WASHINGTON – The final rule for the nation's air passenger screening program — delayed several times over privacy concerns — is to be announced Wednesday, with the hope that it will minimize the number of people mistaken for terrorists.
Once the rule is implemented early next year, the government will screen passengers against terrorist watch lists before they board planes. The new program, called Secure Flight, is supposed to validate travelers' information so that there's less chance an individual could be mistaken for someone else on a terrorist watch list.
Mistaken identifications have been one of the biggest inconveniences in post-9/11 air travel, and widely known for putting Sen. Ted Kennedy, D-Mass., a few infants and thousands of innocent U.S. residents through extensive searching and questioning before they were allowed to fly.
Currently, passenger screening for domestic flights is handled by the individual airlines. But those airlines do not always tap into the most up-to-date watch lists which contain names of people whom intelligence agencies determined should not be allowed to fly. Under the new program, the airlines will be responsible for collecting a passenger's full name, gender and birth date, opposed to the current practice of only collecting the passengers' name.
"This should eliminate the vast majority of misidentifications and significantly reduce instances where travelers believe, or are even told by airlines, that they are on a watch list," said a Homeland Security official who spoke on condition of anonymity because the final rule had not been announced yet by Secretary Michael Chertoff.
The early sharing of passenger information was designed to give U.S. authorities more time to identify and remove from flights suspected terrorists like Richard Reid, who attempted to light a shoe bomb on a trans-Atlantic flight in December 2001.
This is the third version of the air passenger prescreening program that became a key part of aviation security after the Sept. 11, 2001, terrorist attacks. The Federal Aviation Administration oversaw the first iteration which began in 1998, according to 9/11 Commission research. This program required air carriers to use a computer-assisted passenger prescreening program to single out passengers in need of additional screening.
The FAA rules required that the airline only screen that passenger's checked baggage for explosives and not the passenger or the passenger's carryon bags. Later versions of this program became controversial because of so-called data mining elements that had aroused privacy concerns. Secure Flight does not include data mining, which is the computerized searching of large data banks of information for clues to the identity of terrorists or criminals.

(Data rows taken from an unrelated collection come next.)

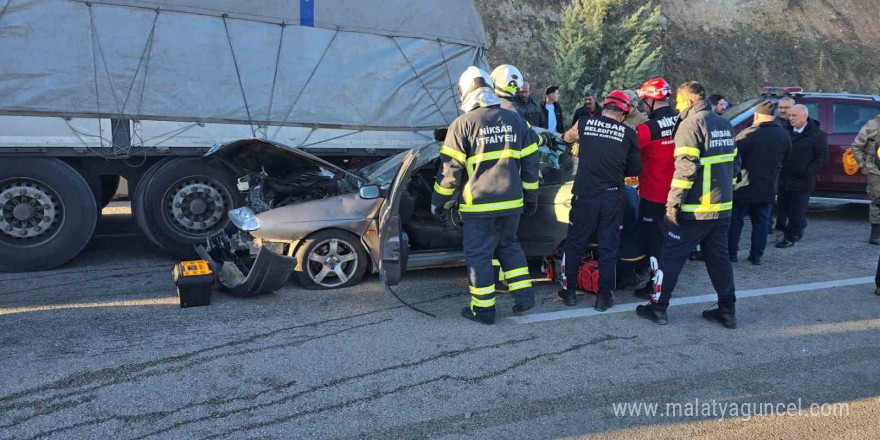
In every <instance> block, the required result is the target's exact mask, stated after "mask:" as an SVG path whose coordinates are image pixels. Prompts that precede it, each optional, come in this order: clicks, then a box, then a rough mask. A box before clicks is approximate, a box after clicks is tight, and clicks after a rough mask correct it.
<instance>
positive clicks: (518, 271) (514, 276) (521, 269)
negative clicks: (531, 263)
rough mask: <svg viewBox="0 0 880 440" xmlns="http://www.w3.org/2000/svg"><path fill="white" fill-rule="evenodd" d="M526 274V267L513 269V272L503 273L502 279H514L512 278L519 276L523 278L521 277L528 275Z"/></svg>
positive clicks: (528, 268)
mask: <svg viewBox="0 0 880 440" xmlns="http://www.w3.org/2000/svg"><path fill="white" fill-rule="evenodd" d="M528 274H529V268H528V267H520V268H518V269H514V270H510V271H507V272H504V277H505V278H514V277H521V276H523V275H528Z"/></svg>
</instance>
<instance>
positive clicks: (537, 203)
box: [524, 201, 538, 217]
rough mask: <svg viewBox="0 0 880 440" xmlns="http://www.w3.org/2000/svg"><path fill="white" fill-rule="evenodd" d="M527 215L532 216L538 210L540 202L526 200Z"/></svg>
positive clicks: (526, 208)
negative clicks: (533, 201)
mask: <svg viewBox="0 0 880 440" xmlns="http://www.w3.org/2000/svg"><path fill="white" fill-rule="evenodd" d="M524 211H525V215H526V217H532V216H534V215H535V214H536V213H537V212H538V202H537V201H534V202H526V205H525V210H524Z"/></svg>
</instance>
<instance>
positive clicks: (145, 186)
mask: <svg viewBox="0 0 880 440" xmlns="http://www.w3.org/2000/svg"><path fill="white" fill-rule="evenodd" d="M154 168H155V169H154V170H150V171H148V173H149V174H151V176H148V177H149V179H142V180H141V181H140V183H139V184H138V189H137V190H136V193H137V195H138V197H137V198H138V200H137V201H136V202H135V204H134V206H135V208H136V210H137V214H136V216H137V223H138V227H139V228H140V229H141V231H142V232H143V233H144V235H145V236H146V237H147V238H148V239H149V240H150V241H151V242H153V243H154V244H155V245H156V246H157V247H159V248H160V249H164V250H166V251H168V252H170V253H172V254H174V255H176V256H178V257H181V258H192V257H195V256H196V253H195V249H194V248H193V245H194V244H196V243H202V242H204V241H205V240H207V239H208V237H210V236H213V235H216V234H218V233H220V232H224V231H227V232H233V231H234V230H235V226H234V225H232V223H231V222H230V221H229V217H228V215H227V211H229V210H230V209H233V208H235V207H237V206H241V205H243V204H244V198H243V196H242V195H241V193H240V192H239V191H238V190H237V188H236V185H235V184H236V181H235V177H234V176H233V175H232V173H231V172H230V171H228V170H226V169H224V168H221V167H217V166H214V165H212V164H210V163H207V162H205V161H203V160H202V159H201V158H197V157H191V158H174V159H172V160H169V161H167V162H165V163H160V164H156V165H155V166H154Z"/></svg>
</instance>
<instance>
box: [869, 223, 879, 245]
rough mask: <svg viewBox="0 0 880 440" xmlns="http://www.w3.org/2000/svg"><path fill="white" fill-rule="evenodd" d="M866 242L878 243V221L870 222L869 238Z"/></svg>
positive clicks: (878, 243)
mask: <svg viewBox="0 0 880 440" xmlns="http://www.w3.org/2000/svg"><path fill="white" fill-rule="evenodd" d="M868 243H871V244H880V223H872V224H871V238H870V239H869V240H868Z"/></svg>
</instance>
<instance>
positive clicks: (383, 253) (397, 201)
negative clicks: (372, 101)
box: [378, 149, 419, 288]
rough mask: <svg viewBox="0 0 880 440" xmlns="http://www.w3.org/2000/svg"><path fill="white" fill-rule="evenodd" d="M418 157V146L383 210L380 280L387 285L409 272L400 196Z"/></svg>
mask: <svg viewBox="0 0 880 440" xmlns="http://www.w3.org/2000/svg"><path fill="white" fill-rule="evenodd" d="M418 158H419V150H415V149H414V150H410V151H409V153H407V155H406V157H405V158H404V159H403V163H401V165H400V169H399V170H398V171H397V175H396V176H395V177H394V180H393V181H392V182H391V187H390V188H389V189H388V195H387V197H386V198H385V203H384V204H382V209H381V211H380V212H379V259H378V260H379V280H380V282H381V283H382V287H383V288H386V287H390V286H396V285H398V284H400V280H401V279H402V278H403V274H404V273H406V264H407V260H408V258H409V237H407V235H406V232H404V230H403V225H402V224H401V220H400V199H401V197H402V196H403V193H404V192H405V191H406V187H407V185H408V184H409V180H410V177H412V173H413V171H414V170H415V168H416V167H415V166H413V165H414V164H415V163H416V160H418Z"/></svg>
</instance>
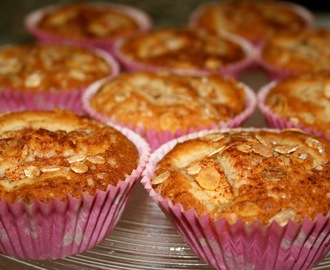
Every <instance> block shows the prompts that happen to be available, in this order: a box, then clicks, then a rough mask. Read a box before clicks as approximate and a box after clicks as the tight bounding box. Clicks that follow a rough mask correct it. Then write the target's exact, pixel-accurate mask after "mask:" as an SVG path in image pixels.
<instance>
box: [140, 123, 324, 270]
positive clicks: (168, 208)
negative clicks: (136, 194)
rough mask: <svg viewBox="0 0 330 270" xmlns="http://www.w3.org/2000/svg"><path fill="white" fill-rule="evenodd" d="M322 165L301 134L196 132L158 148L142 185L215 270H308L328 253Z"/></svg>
mask: <svg viewBox="0 0 330 270" xmlns="http://www.w3.org/2000/svg"><path fill="white" fill-rule="evenodd" d="M329 159H330V142H329V141H328V140H325V139H322V138H319V137H316V136H313V135H310V134H308V133H304V132H302V131H300V130H292V129H291V130H282V131H279V130H271V129H267V130H266V129H231V130H213V131H212V132H210V131H201V132H198V133H194V134H189V135H187V136H182V137H180V138H178V139H175V140H172V141H171V142H168V143H166V144H164V145H163V146H161V147H160V148H159V149H157V150H156V151H155V152H154V153H153V154H152V155H151V157H150V159H149V162H148V164H147V166H146V169H145V171H144V172H143V178H142V184H143V185H144V187H145V189H146V190H147V192H148V193H149V195H150V196H151V197H152V198H153V200H154V201H155V202H156V203H157V204H158V205H159V206H160V208H161V209H162V211H163V212H164V213H165V214H166V216H168V217H169V219H170V220H171V221H172V222H173V224H174V225H175V227H176V228H177V229H178V231H179V232H180V233H181V234H182V236H183V237H184V239H185V240H186V242H187V243H188V244H189V246H190V247H191V249H192V250H193V251H194V252H195V253H196V254H197V255H198V256H199V257H200V258H201V259H202V260H204V261H205V262H206V263H208V264H210V265H211V266H212V267H214V268H215V269H235V270H236V269H269V270H272V269H311V268H312V267H313V266H314V265H315V264H317V263H318V262H319V261H321V260H322V259H323V258H324V257H325V256H326V255H327V253H328V252H329V235H330V218H329V215H330V214H329V210H330V198H329V191H330V186H329V184H330V183H329V176H330V175H329V174H330V162H329Z"/></svg>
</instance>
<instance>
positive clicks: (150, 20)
mask: <svg viewBox="0 0 330 270" xmlns="http://www.w3.org/2000/svg"><path fill="white" fill-rule="evenodd" d="M25 26H26V28H27V30H28V31H29V32H30V33H31V34H32V35H33V36H34V37H35V38H37V39H38V40H42V41H50V42H55V43H63V42H64V43H67V42H70V43H73V44H79V45H86V46H92V47H96V48H100V49H104V50H107V51H109V52H111V51H112V45H113V43H114V41H115V40H116V39H118V38H119V37H124V36H130V35H132V34H135V33H136V32H139V31H148V30H149V29H150V28H151V26H152V21H151V18H150V17H149V15H148V14H146V13H145V12H144V11H142V10H139V9H137V8H135V7H130V6H126V5H118V4H112V3H102V2H96V3H72V4H67V5H57V6H49V7H44V8H41V9H38V10H36V11H33V12H31V13H30V14H28V15H27V16H26V19H25Z"/></svg>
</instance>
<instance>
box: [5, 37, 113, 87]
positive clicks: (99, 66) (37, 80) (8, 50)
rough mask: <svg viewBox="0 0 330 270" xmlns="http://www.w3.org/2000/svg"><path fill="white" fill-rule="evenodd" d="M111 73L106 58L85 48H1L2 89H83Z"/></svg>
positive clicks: (108, 62) (97, 53) (18, 47)
mask: <svg viewBox="0 0 330 270" xmlns="http://www.w3.org/2000/svg"><path fill="white" fill-rule="evenodd" d="M112 72H113V70H112V68H111V65H110V63H109V62H108V60H106V57H104V56H102V55H101V54H98V53H96V52H94V51H91V50H87V49H83V48H77V47H71V46H65V45H55V44H46V43H39V44H38V43H31V44H19V45H9V46H5V47H2V48H1V49H0V90H1V89H2V90H3V89H11V90H13V91H15V90H17V91H45V92H47V91H50V92H52V91H63V90H71V89H81V88H84V87H86V86H88V85H89V84H91V83H92V82H94V81H96V80H99V79H101V78H104V77H106V76H109V75H111V73H112Z"/></svg>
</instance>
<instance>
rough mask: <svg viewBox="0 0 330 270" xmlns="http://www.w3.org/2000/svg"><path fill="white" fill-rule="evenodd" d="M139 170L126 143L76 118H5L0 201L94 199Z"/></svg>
mask: <svg viewBox="0 0 330 270" xmlns="http://www.w3.org/2000/svg"><path fill="white" fill-rule="evenodd" d="M137 164H138V152H137V149H136V147H135V146H134V144H132V142H130V141H129V140H128V139H127V138H126V137H124V136H123V135H122V134H121V133H119V132H118V131H116V130H115V129H113V128H111V127H110V126H107V125H104V124H101V123H99V122H97V121H95V120H92V119H88V118H84V117H79V116H78V115H76V114H74V113H73V112H69V111H60V110H56V111H49V112H17V113H9V114H3V115H1V116H0V199H3V198H5V199H6V200H8V201H9V202H11V203H13V202H15V201H17V200H19V199H23V201H24V202H26V203H28V204H30V203H32V202H33V201H34V200H36V199H40V200H42V201H43V202H48V201H49V200H51V199H52V198H53V197H55V198H58V199H60V200H66V199H67V196H68V194H71V195H72V196H74V197H76V198H78V199H79V198H81V197H82V195H83V193H85V192H86V193H88V194H90V195H93V194H94V193H95V192H96V189H101V190H105V189H106V188H107V186H108V185H116V183H117V182H118V181H119V180H125V177H126V176H127V175H129V174H130V173H131V172H132V170H133V169H135V168H136V166H137ZM50 194H53V195H52V196H51V195H50Z"/></svg>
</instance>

Congress had barred the administration from launching the Secure Flight program after it was learned that it acquired live data for testing rather than using made-up data. But since then, the program has been tested and reviewed and includes a privacy impact statement. Homeland Security Secretary Michael Chertoff is expected to announce the final rule at Reagan National Airport Wednesday.
The Transportation Security Administration has a redress program for passengers who believe they were misidentified with names on the terror watch list. As of Sept. 30, there were more than 43,500 requests for redress, according to TSA. Passenger redress will continue to be available after Secure Flight is implemented.